“裴元咱們有魚吃了!”
邢錦傳過來這麽久還沒吃過魚,此刻早已忘記身處古代,更忘了在這裏牽起一個男孩的手意味著什麽。
她完全忽略掉眼前男孩的性別,甚至一廂情願的將其視為自己最好的兄弟。
“我跟你說我可會做魚吃了,咱們可以做烤魚吃,我做烤魚可是一絕。”
“還有河蝦,咱們油燜一盤,紅燒一盤。”
“你要是敢吃,我還能給你做個生醃醉蝦,那味道肯定嘎嘎好。”
邢錦滔滔不絕的講述各種烹調美食,完全沒注意到自己手裏還攥著一隻手。
那隻手從一開始的冰冷漸漸被邢錦體溫捂暖,掌心黏膩。
裴元看著邢錦因激動而有些泛紅的雙頰,突然覺得好無趣。
從這丫頭餓暈後醒來,裴元曾不知多少次從她眼裏看到懼怕與疏離,甚至是那樣**裸的厭惡。
他本以為邢錦會是個防備心極重的人,顯然他判斷失誤了。
短短十幾天,自己隻是做了幾次苦肉計給她看,她竟真的傻傻改觀,甚至於在興奮時完全忘記曾經是那樣防備這自己。

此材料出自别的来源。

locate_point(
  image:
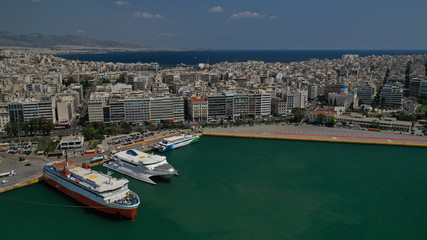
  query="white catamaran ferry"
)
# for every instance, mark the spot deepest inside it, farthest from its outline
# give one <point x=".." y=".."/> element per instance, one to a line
<point x="176" y="142"/>
<point x="141" y="165"/>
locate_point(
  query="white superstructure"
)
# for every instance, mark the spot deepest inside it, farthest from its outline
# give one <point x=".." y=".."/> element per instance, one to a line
<point x="141" y="165"/>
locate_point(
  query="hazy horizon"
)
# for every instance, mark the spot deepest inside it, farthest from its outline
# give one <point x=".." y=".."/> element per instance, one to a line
<point x="229" y="25"/>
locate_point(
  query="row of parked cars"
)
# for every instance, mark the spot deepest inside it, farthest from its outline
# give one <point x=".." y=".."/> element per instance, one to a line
<point x="127" y="139"/>
<point x="23" y="149"/>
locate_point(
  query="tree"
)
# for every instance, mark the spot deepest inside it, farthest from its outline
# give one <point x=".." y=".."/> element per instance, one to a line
<point x="121" y="79"/>
<point x="332" y="122"/>
<point x="298" y="114"/>
<point x="321" y="119"/>
<point x="375" y="124"/>
<point x="89" y="132"/>
<point x="382" y="103"/>
<point x="12" y="129"/>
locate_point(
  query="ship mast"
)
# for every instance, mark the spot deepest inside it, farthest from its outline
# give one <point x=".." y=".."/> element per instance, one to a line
<point x="66" y="158"/>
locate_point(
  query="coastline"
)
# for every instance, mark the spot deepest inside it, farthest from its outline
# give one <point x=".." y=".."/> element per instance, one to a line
<point x="319" y="134"/>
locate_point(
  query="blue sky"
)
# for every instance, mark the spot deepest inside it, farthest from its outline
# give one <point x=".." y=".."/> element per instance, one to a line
<point x="232" y="24"/>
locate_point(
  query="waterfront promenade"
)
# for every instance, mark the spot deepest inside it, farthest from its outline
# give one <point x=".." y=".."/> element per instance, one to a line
<point x="321" y="134"/>
<point x="30" y="171"/>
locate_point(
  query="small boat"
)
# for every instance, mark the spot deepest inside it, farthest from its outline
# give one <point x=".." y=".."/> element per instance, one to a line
<point x="175" y="142"/>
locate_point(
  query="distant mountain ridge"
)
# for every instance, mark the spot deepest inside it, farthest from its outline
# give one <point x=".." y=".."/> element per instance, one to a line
<point x="40" y="40"/>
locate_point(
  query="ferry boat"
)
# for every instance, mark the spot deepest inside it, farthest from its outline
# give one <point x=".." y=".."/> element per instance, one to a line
<point x="175" y="142"/>
<point x="92" y="188"/>
<point x="140" y="165"/>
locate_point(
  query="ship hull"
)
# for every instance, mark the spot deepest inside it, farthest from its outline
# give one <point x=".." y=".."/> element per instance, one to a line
<point x="178" y="145"/>
<point x="126" y="212"/>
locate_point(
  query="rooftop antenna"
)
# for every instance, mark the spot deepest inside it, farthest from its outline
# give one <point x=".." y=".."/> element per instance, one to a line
<point x="109" y="173"/>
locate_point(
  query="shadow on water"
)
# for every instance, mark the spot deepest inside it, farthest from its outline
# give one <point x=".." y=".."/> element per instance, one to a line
<point x="159" y="179"/>
<point x="87" y="209"/>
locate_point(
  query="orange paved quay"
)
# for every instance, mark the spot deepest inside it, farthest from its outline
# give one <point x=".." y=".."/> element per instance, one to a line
<point x="320" y="134"/>
<point x="27" y="175"/>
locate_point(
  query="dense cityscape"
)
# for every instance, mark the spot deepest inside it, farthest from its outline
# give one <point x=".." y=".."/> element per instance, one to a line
<point x="382" y="92"/>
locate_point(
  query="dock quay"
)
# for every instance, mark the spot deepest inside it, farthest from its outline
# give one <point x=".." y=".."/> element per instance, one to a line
<point x="319" y="134"/>
<point x="30" y="171"/>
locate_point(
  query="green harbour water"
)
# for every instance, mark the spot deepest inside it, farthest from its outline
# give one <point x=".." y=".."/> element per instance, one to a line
<point x="235" y="188"/>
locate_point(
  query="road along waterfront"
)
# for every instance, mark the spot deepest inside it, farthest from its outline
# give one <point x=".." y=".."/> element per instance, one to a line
<point x="241" y="188"/>
<point x="319" y="134"/>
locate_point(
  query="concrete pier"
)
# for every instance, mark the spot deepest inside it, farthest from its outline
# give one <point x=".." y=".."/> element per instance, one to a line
<point x="30" y="171"/>
<point x="319" y="134"/>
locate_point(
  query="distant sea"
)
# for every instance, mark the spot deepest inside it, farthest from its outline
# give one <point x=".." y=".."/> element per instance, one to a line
<point x="173" y="58"/>
<point x="236" y="188"/>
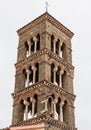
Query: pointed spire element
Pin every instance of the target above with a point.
(46, 6)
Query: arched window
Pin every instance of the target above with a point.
(58, 76)
(52, 72)
(32, 45)
(23, 108)
(63, 51)
(57, 46)
(52, 43)
(58, 109)
(31, 76)
(37, 72)
(36, 105)
(64, 79)
(65, 111)
(50, 106)
(38, 42)
(27, 48)
(25, 76)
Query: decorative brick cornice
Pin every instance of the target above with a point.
(44, 119)
(41, 84)
(46, 16)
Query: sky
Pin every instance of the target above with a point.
(75, 15)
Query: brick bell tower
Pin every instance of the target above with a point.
(43, 97)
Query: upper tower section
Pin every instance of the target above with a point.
(44, 32)
(44, 75)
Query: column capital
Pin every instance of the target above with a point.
(34, 68)
(26, 102)
(55, 69)
(62, 103)
(28, 71)
(61, 72)
(35, 39)
(28, 42)
(55, 40)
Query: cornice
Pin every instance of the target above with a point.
(44, 119)
(40, 84)
(51, 19)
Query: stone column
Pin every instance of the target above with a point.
(35, 43)
(61, 111)
(60, 78)
(27, 80)
(33, 106)
(54, 109)
(54, 45)
(60, 52)
(54, 80)
(26, 103)
(34, 73)
(29, 44)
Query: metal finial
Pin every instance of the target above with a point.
(46, 6)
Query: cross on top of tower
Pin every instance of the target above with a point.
(46, 6)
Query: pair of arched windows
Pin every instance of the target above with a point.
(30, 107)
(57, 75)
(33, 45)
(57, 48)
(57, 109)
(31, 74)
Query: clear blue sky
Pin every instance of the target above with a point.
(74, 14)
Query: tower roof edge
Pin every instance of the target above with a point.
(46, 16)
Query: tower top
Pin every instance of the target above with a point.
(46, 6)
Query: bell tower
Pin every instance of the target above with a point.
(43, 97)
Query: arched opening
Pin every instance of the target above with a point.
(57, 46)
(32, 45)
(36, 105)
(22, 110)
(38, 42)
(58, 109)
(37, 72)
(27, 48)
(25, 76)
(52, 72)
(58, 76)
(50, 106)
(63, 51)
(65, 111)
(31, 76)
(52, 43)
(64, 79)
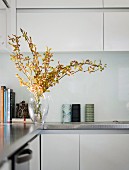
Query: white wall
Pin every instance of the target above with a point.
(108, 90)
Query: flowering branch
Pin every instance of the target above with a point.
(41, 75)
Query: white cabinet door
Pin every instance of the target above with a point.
(59, 3)
(3, 29)
(116, 31)
(60, 152)
(34, 145)
(62, 30)
(116, 3)
(104, 152)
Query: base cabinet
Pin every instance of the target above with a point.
(60, 152)
(104, 152)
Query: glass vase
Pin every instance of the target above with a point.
(38, 109)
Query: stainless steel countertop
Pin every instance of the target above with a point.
(105, 125)
(14, 136)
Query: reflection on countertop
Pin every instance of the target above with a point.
(103, 125)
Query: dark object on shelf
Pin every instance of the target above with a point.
(22, 110)
(76, 113)
(89, 112)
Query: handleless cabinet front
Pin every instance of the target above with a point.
(104, 152)
(60, 152)
(116, 31)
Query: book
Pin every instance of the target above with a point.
(9, 111)
(5, 105)
(12, 104)
(2, 103)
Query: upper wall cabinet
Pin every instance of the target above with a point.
(116, 31)
(62, 30)
(116, 3)
(59, 3)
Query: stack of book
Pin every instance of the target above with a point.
(7, 107)
(89, 112)
(76, 113)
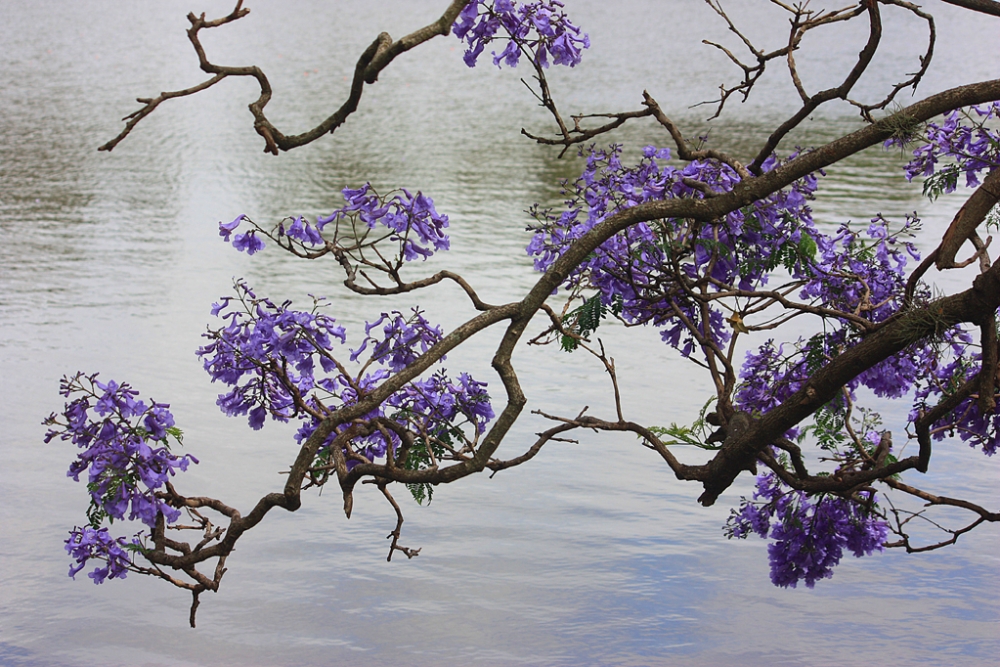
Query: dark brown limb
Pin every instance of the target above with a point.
(372, 61)
(968, 218)
(990, 7)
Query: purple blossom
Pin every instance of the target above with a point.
(125, 448)
(282, 362)
(87, 543)
(540, 29)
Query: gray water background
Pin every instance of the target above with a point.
(592, 554)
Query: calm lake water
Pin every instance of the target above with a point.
(593, 554)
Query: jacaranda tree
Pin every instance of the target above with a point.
(721, 256)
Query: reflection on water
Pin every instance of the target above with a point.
(592, 554)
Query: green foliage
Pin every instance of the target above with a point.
(786, 253)
(694, 435)
(585, 319)
(419, 458)
(827, 427)
(945, 180)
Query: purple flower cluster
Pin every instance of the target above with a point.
(437, 400)
(966, 421)
(809, 534)
(268, 354)
(412, 220)
(648, 268)
(125, 448)
(88, 543)
(401, 339)
(409, 220)
(126, 454)
(970, 145)
(537, 29)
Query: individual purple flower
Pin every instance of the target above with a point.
(87, 544)
(248, 242)
(227, 228)
(809, 533)
(541, 29)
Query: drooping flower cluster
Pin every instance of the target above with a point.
(649, 269)
(268, 354)
(87, 543)
(537, 29)
(400, 217)
(809, 534)
(967, 421)
(412, 220)
(965, 139)
(126, 454)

就在裴元即將對眼前少女的失去所有興趣之時,邢錦突然湊到他身邊,大咧咧的問:“裴元,你最喜歡吃什麽?”
最喜歡?吃什麽!
裴元快速搜索腦袋裏所有記憶,竟找不出一個答案。
愛吃什麽?這個問題好像從來都不是他該思考的。
相對於愛吃什麽,能吃到什麽,會不會餓肚子這些才是這麽多年裴元始終要考慮的問題。
“羊,羊肉。”裴元腦海中一段十分久遠的記憶攀援而上。
“什麽樣的羊肉?羊肉也有很多的做法。”
裴元回想著舊事說道:“用火烤,放一點點鹽巴。”他盡可能複述出當年的味道。
原來是羊肉串,邢錦心想。
“有機會我做給你吃好不好?”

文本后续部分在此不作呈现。